Here are some potentially intriguing action items for consideration:
(1) Seriously consider reviewing any of your existing ERISA plan terms that create a contractual statute of limitations for claims under section 502(a)(1)(B) of ERISA for that statute’s compliance with the requirements of Heimeshoff. Be sure that during your review, you are differentiating between the plan’s deadline for initially filing a claim for benefits under the plan and the plan’s deadline for filing a lawsuit to attempt to recover unpaid, denied benefits. Only the latter has been affected by Heimeshoff. Your plan’s new statute may overlap with the period of time needed to exhaust the plan’s administrative remedies under section 503 of ERISA, but it must leave time afterwards for filing suit, so integrate your plan’s new statute of limitations carefully with its internal administrative review procedures and time frames. The fact that three years was a reasonable length for the statute does not mean that three years or fewer will always be reasonable or that longer than three years will always be unreasonable. The fact that 9 Justices agreed that three years was reasonable in these circumstances provides no small amount of comfort that three years ought to be reasonable again.
(2) In cases where it does not already exist in your ERISA plans, seriously consider adding a plan-based statute of limitations for suits brought under section 502(a)(1)(B) of ERISA to seek benefits under your ERISA plan. In doing so, be careful to select an accrual date trigger (a start date) that will yield consistent results in a variety of circumstances, is as objective and easily discernable by a participant and court as possible and will be viewed by a disinterested trier of fact as being a reasonable way to begin the statute’s running.

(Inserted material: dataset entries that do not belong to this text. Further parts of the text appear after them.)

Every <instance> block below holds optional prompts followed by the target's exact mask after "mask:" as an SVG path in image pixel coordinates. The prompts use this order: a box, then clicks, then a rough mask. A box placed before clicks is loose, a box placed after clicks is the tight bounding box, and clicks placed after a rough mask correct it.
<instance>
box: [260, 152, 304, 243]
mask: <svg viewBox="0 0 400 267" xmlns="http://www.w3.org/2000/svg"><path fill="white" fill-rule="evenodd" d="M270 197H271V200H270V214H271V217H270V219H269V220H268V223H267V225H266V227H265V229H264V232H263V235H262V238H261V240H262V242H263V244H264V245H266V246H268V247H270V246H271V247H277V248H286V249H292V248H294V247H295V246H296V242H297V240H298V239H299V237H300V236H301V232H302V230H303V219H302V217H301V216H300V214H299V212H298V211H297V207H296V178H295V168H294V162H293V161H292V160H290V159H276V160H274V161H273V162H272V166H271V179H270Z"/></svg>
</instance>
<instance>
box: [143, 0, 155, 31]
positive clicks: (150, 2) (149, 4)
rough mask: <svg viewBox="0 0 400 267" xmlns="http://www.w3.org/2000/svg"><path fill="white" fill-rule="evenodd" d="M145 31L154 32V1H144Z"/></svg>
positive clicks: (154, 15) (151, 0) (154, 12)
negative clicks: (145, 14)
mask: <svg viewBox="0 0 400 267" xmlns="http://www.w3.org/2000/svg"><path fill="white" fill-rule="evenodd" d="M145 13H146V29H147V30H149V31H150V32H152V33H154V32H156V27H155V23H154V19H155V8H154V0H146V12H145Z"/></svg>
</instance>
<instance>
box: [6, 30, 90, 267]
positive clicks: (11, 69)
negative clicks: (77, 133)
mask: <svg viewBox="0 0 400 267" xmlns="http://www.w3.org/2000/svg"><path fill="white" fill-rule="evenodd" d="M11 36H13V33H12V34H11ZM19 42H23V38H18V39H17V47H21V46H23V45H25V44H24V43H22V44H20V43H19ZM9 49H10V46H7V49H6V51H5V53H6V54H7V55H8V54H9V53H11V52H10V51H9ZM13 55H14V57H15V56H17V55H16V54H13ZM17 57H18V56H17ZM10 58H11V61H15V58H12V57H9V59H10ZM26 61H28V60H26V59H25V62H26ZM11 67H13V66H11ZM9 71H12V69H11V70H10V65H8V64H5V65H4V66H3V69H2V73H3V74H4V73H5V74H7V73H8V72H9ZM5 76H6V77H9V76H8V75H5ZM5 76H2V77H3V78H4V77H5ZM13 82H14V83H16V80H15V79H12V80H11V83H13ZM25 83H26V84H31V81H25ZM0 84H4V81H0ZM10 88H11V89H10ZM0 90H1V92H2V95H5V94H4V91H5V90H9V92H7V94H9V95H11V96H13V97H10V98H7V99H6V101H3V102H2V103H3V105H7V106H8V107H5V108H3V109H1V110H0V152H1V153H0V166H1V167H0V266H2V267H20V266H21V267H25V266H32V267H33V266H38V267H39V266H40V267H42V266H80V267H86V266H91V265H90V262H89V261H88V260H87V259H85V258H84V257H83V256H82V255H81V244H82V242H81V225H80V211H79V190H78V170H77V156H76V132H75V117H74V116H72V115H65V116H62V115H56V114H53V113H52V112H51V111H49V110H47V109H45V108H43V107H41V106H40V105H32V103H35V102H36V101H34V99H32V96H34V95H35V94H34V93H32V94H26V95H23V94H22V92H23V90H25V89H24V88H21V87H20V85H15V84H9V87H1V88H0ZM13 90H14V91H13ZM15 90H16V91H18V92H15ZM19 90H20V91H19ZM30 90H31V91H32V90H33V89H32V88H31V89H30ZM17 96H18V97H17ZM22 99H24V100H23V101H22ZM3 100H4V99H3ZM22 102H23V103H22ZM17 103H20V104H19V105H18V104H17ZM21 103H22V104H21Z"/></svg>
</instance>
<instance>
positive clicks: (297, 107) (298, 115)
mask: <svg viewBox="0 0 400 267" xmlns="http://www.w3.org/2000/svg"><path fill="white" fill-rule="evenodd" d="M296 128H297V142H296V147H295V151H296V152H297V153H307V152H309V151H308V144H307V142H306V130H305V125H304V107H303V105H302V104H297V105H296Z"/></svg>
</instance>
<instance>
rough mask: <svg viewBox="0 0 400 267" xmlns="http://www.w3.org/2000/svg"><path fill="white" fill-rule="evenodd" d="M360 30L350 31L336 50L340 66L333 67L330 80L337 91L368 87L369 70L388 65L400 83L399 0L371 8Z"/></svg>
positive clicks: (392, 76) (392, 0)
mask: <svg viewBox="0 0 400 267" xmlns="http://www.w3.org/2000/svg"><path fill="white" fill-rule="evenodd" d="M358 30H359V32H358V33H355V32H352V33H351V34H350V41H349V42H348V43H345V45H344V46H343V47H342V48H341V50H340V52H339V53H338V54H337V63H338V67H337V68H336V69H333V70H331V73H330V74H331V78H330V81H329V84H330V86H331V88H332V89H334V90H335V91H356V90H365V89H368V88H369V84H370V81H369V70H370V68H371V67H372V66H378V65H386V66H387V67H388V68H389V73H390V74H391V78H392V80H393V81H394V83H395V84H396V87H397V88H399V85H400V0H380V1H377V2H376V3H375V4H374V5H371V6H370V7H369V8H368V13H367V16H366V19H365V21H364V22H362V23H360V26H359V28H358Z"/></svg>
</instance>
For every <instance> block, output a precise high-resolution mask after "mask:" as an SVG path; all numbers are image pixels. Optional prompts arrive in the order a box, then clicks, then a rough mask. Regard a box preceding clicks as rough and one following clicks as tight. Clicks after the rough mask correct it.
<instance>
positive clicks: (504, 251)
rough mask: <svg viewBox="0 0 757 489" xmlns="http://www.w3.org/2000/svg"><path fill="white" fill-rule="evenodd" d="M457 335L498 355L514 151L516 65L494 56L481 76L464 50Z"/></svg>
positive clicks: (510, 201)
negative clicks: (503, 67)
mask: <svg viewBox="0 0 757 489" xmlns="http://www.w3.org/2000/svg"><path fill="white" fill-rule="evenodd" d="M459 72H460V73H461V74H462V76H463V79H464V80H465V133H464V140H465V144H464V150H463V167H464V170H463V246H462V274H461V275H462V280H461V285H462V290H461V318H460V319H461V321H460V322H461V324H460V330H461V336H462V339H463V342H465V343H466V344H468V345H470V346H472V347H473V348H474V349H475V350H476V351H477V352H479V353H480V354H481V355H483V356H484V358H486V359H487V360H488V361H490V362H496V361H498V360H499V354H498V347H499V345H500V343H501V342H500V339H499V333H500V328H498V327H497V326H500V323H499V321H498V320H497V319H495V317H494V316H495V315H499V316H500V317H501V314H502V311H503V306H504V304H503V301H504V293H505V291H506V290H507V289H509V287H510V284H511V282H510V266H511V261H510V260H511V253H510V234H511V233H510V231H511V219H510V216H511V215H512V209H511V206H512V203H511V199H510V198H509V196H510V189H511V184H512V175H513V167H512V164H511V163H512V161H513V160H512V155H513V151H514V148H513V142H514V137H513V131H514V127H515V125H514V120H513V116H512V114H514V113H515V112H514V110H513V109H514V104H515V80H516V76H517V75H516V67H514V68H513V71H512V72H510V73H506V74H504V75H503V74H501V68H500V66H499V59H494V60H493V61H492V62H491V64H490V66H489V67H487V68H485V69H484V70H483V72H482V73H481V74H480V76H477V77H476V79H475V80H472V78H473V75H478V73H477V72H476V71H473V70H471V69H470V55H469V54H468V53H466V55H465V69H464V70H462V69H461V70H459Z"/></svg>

For some insured plans, the trigger accrual date used in Heimeshoff – the “time written proof of loss is required” – will work for some insured plans, but not in all such plans, and it is more troublesome as an accrual date for an ERISA plan that is not funded with insurance.
(3) Heimeshoff said that if the results from applying a plan’s statute of limitations were viewed as too harsh, equitable principles could be used to mitigate the impact. Not too long ago, the U.S. Supreme Court said in U.S. Airways v. McCutchen that ERISA plans could by their terms limit the application of equitable principles to the plan. Should your ERISA plan take up the invitations of Heimeshoff and McCutchen and revise its plan terms accordingly?
(4) Consider whether Heimeshoff can be extended to allow your ERISA plan to add and enforce a statute of limitations for suits brought under section 502(a)(3) of ERISA.